After winning a medal or topping a podium, athletes will ask themselves ‘What next?’.
Middle-distance great Faith Kipyegon, a three-time Olympic gold medallist and a five-time world champion over 1500m and 5000m, has faced that question more times than most elite runners.
The 32-year-old Kenyan is now focusing some of her efforts off the track after announcing plans to build a maternity facility in her hometown Keringet.
Women living there have had to travel about 35km (21.75 miles) to access hospital care, putting mothers and new-borns at risk, and the new facility, named the Dare to Dream Maternity Ward, will provide safer births.
“While growing up in Keringet and actually still today, I see something that breaks my heart far too often. I see women go into labour full of hope, carrying life, carrying dreams and too many times, they come back empty-handed,” Kipyegon said.
“Not because they did anything wrong. But because the care they needed was too far away, too limited, or simply not good enough.
“Many give birth without proper facilities, without enough medical support, without dignity or safety.
“And the price of that is paid by mothers, by babies, by families and therefore by our future.”

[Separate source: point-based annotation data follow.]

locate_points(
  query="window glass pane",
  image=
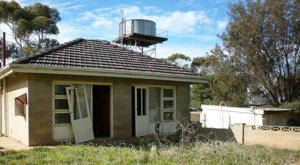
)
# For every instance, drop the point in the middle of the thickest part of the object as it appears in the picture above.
(168, 104)
(88, 94)
(168, 92)
(62, 118)
(76, 109)
(154, 104)
(138, 101)
(61, 104)
(60, 89)
(144, 101)
(168, 116)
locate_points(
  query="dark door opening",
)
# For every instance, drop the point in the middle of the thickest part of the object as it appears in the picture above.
(101, 110)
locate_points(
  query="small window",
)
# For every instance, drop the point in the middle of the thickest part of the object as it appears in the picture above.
(168, 116)
(62, 118)
(168, 104)
(61, 104)
(168, 93)
(19, 108)
(60, 89)
(20, 105)
(154, 104)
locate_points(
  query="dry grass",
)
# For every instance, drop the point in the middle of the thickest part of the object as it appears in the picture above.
(152, 152)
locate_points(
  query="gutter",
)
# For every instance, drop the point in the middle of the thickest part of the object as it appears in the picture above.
(22, 68)
(6, 71)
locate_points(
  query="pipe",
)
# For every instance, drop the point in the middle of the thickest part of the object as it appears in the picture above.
(3, 49)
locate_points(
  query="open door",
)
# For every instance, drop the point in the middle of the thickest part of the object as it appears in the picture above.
(141, 112)
(80, 114)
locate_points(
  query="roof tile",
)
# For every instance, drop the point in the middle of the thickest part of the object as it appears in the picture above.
(100, 54)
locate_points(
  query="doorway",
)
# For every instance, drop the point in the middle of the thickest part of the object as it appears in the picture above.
(141, 112)
(101, 111)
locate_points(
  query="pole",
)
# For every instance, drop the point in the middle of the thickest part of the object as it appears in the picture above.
(3, 49)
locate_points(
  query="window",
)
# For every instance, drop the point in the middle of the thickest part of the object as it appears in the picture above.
(61, 112)
(161, 104)
(168, 104)
(154, 104)
(20, 105)
(61, 106)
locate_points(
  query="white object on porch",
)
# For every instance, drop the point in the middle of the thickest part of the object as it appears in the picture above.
(80, 114)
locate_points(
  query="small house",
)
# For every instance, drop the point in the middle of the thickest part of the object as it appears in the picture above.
(87, 89)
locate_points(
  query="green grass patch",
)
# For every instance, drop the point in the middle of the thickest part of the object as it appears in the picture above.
(215, 152)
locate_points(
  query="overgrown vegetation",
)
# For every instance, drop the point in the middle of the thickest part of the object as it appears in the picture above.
(259, 55)
(146, 152)
(31, 26)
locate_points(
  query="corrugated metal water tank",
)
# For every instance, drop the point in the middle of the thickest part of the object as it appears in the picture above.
(140, 26)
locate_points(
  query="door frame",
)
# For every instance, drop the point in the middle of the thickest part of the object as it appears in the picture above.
(58, 82)
(135, 105)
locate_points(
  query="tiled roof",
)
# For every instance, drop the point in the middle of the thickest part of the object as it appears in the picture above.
(100, 54)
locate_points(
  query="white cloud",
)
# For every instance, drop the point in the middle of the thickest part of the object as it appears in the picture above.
(175, 23)
(221, 25)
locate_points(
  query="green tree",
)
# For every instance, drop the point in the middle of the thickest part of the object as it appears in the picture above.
(262, 40)
(226, 84)
(30, 25)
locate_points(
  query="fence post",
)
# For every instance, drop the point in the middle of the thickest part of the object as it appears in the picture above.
(243, 133)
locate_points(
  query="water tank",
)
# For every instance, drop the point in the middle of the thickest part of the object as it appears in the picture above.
(139, 26)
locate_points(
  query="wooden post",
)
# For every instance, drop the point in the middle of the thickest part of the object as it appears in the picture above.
(3, 49)
(243, 133)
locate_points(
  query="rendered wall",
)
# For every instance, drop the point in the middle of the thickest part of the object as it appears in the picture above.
(277, 139)
(40, 94)
(18, 125)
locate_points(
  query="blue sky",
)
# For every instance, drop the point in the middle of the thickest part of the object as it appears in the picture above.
(192, 25)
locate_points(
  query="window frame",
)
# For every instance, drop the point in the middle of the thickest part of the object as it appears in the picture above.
(164, 110)
(59, 111)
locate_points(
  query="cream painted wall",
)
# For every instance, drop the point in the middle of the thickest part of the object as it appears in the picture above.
(17, 124)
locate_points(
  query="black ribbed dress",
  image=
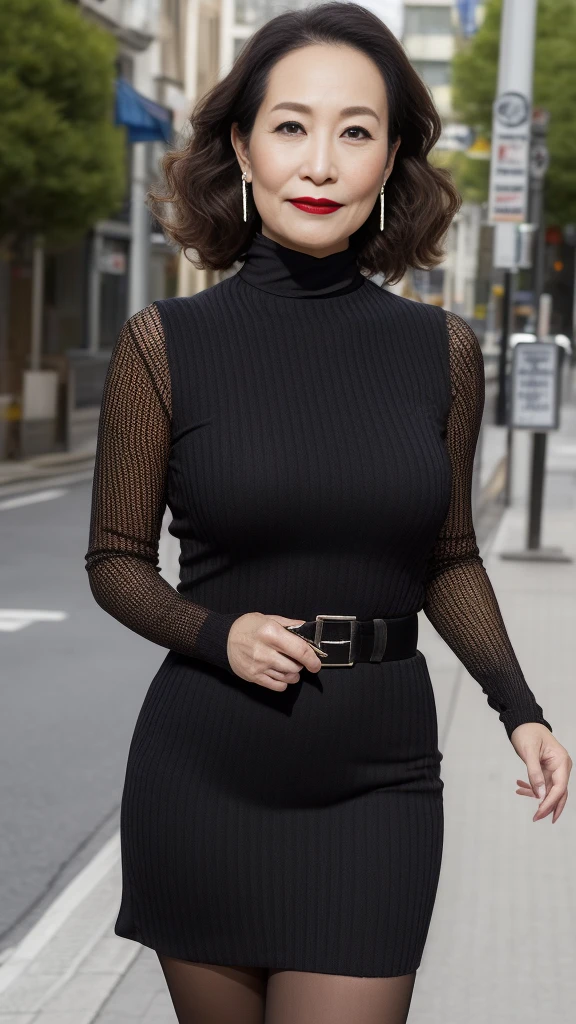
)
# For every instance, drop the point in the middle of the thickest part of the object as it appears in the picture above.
(313, 435)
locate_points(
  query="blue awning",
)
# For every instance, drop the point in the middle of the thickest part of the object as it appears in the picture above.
(146, 121)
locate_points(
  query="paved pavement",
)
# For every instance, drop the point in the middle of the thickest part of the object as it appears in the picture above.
(502, 942)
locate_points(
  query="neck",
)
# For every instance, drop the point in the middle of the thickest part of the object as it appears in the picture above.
(274, 267)
(337, 247)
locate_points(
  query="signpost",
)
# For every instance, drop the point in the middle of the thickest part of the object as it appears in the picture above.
(507, 204)
(535, 406)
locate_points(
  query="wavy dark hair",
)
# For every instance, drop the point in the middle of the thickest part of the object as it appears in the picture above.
(202, 180)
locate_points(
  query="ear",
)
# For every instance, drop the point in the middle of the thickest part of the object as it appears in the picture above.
(392, 156)
(241, 151)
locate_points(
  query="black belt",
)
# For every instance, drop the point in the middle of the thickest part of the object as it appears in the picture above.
(346, 639)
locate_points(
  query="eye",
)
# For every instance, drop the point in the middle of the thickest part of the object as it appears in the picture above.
(359, 128)
(292, 124)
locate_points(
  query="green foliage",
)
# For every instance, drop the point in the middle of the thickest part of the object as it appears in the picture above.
(475, 80)
(62, 157)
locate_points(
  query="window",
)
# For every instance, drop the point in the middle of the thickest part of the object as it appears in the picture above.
(427, 22)
(434, 72)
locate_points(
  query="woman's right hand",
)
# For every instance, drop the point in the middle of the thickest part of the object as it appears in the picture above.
(260, 650)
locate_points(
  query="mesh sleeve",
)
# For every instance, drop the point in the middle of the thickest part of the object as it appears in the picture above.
(129, 500)
(459, 598)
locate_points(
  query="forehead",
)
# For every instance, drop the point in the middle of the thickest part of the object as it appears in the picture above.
(327, 76)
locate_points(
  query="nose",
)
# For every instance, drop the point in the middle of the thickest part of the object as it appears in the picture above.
(319, 164)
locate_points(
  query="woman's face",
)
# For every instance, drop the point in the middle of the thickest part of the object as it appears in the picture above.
(321, 133)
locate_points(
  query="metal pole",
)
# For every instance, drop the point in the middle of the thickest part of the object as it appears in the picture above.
(37, 302)
(507, 324)
(536, 491)
(139, 224)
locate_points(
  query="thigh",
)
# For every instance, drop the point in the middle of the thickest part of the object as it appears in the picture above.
(328, 998)
(208, 993)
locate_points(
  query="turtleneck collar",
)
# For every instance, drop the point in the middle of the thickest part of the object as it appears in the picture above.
(277, 268)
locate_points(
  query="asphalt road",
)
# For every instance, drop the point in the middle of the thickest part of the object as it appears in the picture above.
(71, 690)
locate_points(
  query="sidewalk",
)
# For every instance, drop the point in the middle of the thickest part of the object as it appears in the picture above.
(23, 471)
(502, 943)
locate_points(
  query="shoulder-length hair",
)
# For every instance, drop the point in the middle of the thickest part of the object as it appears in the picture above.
(202, 180)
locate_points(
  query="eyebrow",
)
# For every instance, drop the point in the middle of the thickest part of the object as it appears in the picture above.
(304, 109)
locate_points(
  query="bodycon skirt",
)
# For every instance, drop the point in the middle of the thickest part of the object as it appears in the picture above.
(299, 829)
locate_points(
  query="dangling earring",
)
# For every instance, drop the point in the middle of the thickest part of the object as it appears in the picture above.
(244, 194)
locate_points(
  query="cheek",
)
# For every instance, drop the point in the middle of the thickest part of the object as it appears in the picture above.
(365, 178)
(272, 166)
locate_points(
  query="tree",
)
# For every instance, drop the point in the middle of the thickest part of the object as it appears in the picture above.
(475, 81)
(63, 159)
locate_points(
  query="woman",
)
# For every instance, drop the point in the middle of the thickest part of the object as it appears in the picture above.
(313, 435)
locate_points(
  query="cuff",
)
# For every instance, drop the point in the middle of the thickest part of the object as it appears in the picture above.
(211, 641)
(521, 716)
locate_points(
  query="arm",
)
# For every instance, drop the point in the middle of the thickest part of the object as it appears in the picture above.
(459, 599)
(129, 499)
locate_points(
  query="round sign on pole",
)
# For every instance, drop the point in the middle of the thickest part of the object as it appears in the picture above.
(512, 110)
(539, 161)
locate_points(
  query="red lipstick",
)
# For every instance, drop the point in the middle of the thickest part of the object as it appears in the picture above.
(311, 205)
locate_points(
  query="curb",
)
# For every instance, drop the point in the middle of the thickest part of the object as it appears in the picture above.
(44, 467)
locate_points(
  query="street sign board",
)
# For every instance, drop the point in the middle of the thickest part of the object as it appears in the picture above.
(535, 386)
(510, 155)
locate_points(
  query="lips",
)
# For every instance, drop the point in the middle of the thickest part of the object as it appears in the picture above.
(311, 205)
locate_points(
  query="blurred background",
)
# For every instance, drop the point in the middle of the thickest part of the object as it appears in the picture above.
(92, 93)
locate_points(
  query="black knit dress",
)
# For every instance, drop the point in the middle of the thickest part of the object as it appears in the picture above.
(313, 435)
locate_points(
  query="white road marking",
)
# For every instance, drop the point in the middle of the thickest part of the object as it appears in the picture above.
(17, 619)
(38, 496)
(58, 912)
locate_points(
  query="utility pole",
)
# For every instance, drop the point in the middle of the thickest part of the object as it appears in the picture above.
(507, 206)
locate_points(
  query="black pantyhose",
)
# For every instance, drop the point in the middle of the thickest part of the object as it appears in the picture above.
(206, 993)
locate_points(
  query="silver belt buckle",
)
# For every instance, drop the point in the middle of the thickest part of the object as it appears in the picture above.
(320, 620)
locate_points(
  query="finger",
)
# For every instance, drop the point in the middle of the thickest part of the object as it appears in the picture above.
(293, 646)
(272, 684)
(549, 802)
(560, 807)
(284, 677)
(535, 772)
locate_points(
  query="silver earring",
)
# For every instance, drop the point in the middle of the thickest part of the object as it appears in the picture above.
(244, 195)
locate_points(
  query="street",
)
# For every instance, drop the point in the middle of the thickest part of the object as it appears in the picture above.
(72, 689)
(501, 944)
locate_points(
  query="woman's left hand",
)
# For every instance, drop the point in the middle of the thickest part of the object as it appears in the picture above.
(548, 766)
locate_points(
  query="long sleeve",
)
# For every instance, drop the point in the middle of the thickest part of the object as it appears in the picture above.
(129, 500)
(459, 598)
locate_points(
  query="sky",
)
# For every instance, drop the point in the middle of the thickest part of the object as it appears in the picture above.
(391, 11)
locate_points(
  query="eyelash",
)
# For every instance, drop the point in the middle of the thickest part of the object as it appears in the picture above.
(351, 127)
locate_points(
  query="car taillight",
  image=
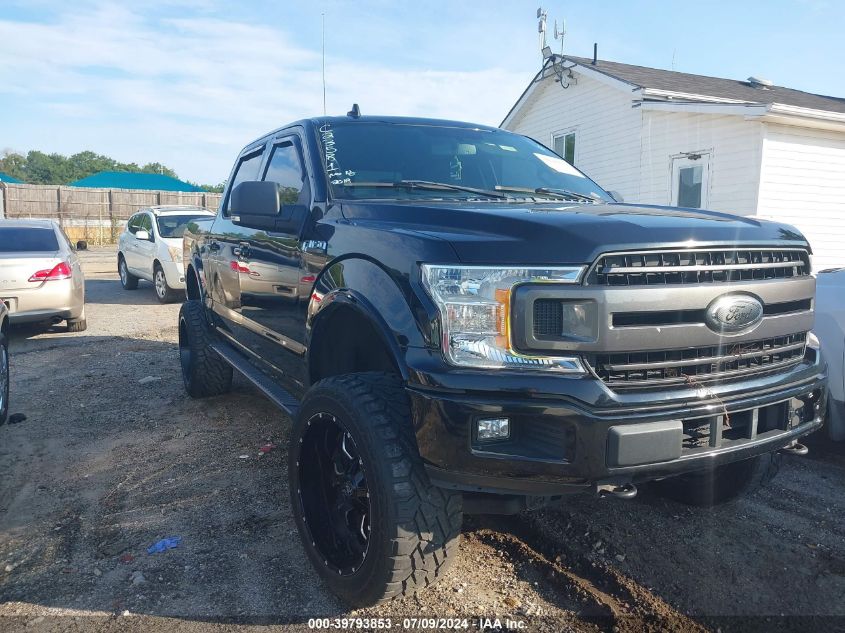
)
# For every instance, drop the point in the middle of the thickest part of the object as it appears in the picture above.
(59, 271)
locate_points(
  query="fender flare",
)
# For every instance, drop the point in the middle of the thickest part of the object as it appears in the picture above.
(361, 284)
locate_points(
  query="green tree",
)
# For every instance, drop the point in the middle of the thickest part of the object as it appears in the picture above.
(55, 169)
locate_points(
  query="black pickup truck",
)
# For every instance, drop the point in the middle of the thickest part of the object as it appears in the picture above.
(457, 320)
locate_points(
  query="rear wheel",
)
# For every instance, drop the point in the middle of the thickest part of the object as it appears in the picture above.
(722, 484)
(127, 279)
(79, 324)
(204, 373)
(371, 522)
(4, 378)
(164, 293)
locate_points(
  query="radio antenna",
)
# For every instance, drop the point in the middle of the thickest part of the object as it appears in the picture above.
(323, 18)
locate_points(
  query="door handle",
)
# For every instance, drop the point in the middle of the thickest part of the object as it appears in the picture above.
(242, 250)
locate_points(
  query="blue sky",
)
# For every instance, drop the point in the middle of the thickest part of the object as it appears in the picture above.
(189, 82)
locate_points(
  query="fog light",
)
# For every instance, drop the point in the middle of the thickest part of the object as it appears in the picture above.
(493, 429)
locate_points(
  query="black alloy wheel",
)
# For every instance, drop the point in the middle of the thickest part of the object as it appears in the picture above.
(333, 494)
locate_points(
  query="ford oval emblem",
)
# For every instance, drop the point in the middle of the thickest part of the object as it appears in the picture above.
(734, 313)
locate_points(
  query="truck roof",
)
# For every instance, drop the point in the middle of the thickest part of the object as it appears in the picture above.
(317, 122)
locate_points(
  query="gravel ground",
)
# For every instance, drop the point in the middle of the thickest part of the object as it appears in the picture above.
(113, 456)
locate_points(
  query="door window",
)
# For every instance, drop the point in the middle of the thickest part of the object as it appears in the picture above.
(690, 174)
(564, 146)
(247, 170)
(285, 168)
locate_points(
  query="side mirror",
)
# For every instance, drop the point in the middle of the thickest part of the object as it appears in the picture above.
(254, 197)
(258, 205)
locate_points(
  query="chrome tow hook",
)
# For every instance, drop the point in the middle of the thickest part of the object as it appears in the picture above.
(795, 449)
(620, 491)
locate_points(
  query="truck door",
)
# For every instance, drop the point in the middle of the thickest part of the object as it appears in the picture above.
(224, 245)
(274, 287)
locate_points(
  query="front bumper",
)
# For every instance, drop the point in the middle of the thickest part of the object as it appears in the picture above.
(59, 299)
(571, 433)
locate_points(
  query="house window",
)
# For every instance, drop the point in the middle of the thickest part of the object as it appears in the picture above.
(564, 146)
(690, 175)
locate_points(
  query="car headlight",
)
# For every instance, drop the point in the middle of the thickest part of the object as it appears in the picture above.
(474, 304)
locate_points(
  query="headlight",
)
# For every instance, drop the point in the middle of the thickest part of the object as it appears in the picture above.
(474, 304)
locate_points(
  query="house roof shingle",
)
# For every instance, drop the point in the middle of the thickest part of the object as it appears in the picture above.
(710, 86)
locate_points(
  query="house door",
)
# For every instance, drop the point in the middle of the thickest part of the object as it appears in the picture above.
(690, 179)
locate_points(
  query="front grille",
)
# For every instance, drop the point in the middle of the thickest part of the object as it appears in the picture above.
(698, 364)
(548, 317)
(697, 266)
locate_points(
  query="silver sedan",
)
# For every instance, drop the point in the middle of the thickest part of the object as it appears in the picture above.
(40, 274)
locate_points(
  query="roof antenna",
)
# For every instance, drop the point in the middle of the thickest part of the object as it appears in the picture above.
(323, 18)
(559, 33)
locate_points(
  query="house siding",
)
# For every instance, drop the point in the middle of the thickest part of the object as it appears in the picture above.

Kipyegon, whose daughter Alyn was born in 2018, took part in a groundbreaking ceremony for the facility on Sunday which included a children’s Cross Country event.
The Dare to Dream Maternity Ward will be funded by Kipyegon’s shoe partner Nike as a legacy project after the Kenyan fell short in her bid to become the first woman in history to run a sub-four-minute mile in Paris in June last year.
“It’s a commitment to mothers, to local families, and to the next generation,” said Tanya Hvizdak, global head of running for Nike.
“Because when women have safe, dignified care in childbirth, entire communities rise up around them.”